Once DDIA payments have been stopped, there are several possibilities after July 15, 2020. Davidoff and Caruso explained a number of options.
If a taxpayer’s financial situation has changed permanently, it may take a bit of renegotiating the installment agreement. If the taxpayer has recovered fully, or merely wishes to begin the payments again, one option is to simply ask the bank to resume the direct debit. This may not be an option at all banks. Other options are to make post-July 15 payments via Direct Pay on the IRS website, through the Electronic Federal Tax Payment System.
For those who have been targets of IRS collection but are not yet in an installment agreement, the IRS is suspending garnishment, seizures of property, civil suit proceedings and lien filings through July 15, 2020. Davidoff notes that this is a good opportunity to assemble documentation and prepare a financial disclosure package to secure a collection alternative (installment agreement, offer in compromise, or currently not collectible status).
“Revenue officers in the field will be able to establish new installment agreements for those who wish to enter into such agreements,” Davidoff added.
Not necessarily a permanent situation
“Practitioners and taxpayers should not be lulled into complacency,” cautioned Daniel Gibson, a tax partner at Top 100 Firm EisnerAmper. “Once this suspension period ends, the IRS could very well start to file liens and levies with a vengeance. Therefore, practitioners and taxpayers should take advantage of this breathing space to prepare collection forms and organize supporting documentation in order to be ready when the suspension period ends.”

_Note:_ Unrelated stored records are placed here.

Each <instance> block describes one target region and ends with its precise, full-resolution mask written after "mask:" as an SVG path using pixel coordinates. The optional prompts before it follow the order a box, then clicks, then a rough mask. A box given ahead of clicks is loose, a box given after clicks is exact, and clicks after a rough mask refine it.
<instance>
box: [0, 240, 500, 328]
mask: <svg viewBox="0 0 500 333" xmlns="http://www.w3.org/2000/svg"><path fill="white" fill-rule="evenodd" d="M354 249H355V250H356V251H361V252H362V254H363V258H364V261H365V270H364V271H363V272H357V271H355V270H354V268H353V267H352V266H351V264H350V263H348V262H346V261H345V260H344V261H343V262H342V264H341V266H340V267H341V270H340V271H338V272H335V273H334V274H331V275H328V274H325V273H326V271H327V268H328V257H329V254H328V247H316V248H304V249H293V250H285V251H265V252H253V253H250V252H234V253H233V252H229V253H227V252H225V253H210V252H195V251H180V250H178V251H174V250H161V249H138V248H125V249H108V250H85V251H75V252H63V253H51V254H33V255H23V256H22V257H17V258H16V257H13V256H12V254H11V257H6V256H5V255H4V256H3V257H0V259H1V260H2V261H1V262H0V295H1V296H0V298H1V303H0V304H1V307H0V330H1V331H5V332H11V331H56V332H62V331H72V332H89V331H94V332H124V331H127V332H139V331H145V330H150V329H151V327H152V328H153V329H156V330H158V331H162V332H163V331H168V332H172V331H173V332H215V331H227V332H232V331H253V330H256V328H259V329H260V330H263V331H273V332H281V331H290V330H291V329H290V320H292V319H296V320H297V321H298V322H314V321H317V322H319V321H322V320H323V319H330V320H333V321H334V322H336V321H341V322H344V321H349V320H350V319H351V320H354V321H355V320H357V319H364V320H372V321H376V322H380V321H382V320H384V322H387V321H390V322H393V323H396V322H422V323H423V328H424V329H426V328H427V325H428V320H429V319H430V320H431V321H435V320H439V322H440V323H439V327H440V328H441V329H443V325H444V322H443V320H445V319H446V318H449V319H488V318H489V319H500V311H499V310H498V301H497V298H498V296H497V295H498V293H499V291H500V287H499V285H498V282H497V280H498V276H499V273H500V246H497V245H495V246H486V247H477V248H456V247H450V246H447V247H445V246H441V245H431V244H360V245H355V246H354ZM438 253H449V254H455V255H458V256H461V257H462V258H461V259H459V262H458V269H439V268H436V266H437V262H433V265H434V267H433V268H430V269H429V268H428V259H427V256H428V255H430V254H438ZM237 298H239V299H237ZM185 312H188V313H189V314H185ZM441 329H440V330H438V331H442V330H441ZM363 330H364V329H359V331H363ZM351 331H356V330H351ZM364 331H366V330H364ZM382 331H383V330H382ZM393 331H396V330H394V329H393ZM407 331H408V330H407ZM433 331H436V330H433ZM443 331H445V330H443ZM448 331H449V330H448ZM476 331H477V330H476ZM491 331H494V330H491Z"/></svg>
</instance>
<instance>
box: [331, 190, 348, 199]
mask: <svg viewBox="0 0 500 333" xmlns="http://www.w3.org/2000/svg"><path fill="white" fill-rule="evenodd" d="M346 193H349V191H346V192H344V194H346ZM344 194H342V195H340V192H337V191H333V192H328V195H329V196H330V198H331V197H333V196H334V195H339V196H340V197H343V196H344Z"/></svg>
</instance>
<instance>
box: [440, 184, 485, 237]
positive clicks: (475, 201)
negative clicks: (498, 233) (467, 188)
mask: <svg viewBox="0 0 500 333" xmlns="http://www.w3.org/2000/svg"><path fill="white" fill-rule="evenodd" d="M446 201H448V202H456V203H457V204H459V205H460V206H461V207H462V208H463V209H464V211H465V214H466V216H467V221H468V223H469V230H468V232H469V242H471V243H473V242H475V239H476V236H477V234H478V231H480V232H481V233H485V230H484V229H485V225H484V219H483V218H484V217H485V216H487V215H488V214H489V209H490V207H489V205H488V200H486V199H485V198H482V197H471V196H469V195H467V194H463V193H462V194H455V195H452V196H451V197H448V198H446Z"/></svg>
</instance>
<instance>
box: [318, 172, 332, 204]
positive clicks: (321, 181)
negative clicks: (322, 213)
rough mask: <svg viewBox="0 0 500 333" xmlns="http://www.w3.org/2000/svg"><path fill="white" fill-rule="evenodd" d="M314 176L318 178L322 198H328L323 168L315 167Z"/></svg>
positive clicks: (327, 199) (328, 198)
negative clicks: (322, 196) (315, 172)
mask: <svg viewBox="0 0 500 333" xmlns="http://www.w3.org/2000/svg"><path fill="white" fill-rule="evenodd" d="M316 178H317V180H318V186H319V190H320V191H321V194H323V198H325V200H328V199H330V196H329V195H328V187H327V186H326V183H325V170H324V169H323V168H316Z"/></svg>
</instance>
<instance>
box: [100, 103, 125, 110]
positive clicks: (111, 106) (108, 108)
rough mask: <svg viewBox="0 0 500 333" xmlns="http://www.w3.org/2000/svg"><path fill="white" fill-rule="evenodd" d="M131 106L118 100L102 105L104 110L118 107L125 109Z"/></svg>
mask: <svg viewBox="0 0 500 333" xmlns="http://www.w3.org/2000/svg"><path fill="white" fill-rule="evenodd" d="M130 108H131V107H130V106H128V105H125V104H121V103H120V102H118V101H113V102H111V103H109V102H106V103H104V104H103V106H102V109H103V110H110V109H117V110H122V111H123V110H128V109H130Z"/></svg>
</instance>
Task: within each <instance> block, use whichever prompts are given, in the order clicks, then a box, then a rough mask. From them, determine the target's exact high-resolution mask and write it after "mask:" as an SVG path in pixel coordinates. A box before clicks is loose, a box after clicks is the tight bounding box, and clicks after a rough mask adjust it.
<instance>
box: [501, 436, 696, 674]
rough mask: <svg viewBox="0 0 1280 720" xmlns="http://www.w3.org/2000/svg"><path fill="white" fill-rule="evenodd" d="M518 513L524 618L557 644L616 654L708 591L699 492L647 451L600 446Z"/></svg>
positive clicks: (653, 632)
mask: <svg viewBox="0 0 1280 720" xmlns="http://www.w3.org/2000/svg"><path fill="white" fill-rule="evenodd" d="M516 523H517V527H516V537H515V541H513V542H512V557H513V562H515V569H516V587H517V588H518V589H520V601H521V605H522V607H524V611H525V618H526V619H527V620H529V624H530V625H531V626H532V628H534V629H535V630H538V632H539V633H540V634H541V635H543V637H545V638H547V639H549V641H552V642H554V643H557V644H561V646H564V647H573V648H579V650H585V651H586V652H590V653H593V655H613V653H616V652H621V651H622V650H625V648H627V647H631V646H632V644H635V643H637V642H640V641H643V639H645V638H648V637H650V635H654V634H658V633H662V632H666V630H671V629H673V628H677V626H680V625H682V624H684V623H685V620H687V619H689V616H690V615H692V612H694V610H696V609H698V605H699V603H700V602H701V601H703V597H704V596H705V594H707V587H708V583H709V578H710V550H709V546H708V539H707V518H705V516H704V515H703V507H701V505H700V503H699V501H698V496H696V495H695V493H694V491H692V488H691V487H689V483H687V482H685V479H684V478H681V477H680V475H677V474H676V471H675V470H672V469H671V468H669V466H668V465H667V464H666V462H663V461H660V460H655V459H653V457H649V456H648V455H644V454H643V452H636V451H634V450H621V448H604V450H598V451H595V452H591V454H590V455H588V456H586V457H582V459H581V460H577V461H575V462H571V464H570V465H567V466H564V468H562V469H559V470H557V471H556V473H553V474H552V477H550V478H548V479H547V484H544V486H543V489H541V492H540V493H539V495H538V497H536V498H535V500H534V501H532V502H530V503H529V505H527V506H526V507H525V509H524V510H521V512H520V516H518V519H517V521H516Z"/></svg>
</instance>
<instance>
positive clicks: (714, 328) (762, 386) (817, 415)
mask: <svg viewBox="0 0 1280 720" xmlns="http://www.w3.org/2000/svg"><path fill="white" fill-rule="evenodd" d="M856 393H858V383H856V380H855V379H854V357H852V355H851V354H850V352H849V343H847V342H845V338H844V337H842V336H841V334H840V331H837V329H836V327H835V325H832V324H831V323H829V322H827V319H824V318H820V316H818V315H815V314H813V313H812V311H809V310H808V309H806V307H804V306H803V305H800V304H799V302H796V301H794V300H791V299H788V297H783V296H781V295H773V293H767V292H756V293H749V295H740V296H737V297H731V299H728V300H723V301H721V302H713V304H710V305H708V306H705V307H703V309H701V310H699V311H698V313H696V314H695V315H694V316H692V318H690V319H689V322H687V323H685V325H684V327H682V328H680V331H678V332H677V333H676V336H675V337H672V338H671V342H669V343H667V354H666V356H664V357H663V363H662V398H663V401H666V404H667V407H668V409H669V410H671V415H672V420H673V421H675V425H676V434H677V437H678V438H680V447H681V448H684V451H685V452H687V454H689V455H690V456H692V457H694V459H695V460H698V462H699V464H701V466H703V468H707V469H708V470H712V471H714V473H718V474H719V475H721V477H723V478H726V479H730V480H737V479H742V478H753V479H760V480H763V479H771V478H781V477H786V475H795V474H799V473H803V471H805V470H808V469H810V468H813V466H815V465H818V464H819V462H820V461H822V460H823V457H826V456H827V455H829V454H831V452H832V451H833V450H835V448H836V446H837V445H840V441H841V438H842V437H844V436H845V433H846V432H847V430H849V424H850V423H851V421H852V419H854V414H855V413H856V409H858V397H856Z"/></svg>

“Although revenue officers will continue to the extent they can operate remotely, no enforcement action will occur except for exigent circumstances,” he said.
“Officers must make taxpayer contacts with caution and extreme sensitivity to the taxpayer’s personal circumstances,” Gibson said. “Stress and fatigue are factors requiring consideration, even in instances where taxpayers have not experienced any personal illness or monetary loss from the pandemic. In most cases, revenue officers may request that taxpayers provide documentation, but will not warn taxpayers of enforcement action, except in exigent circumstances.”
“The memo notes that, while SB/SE cannot anticipate and provide guidelines for every possible situation, it remains vitally important for all front-line SB/SE employees to be sensitive to the individual circumstances of taxpayers and provide them with appropriate relief,” Gibson said.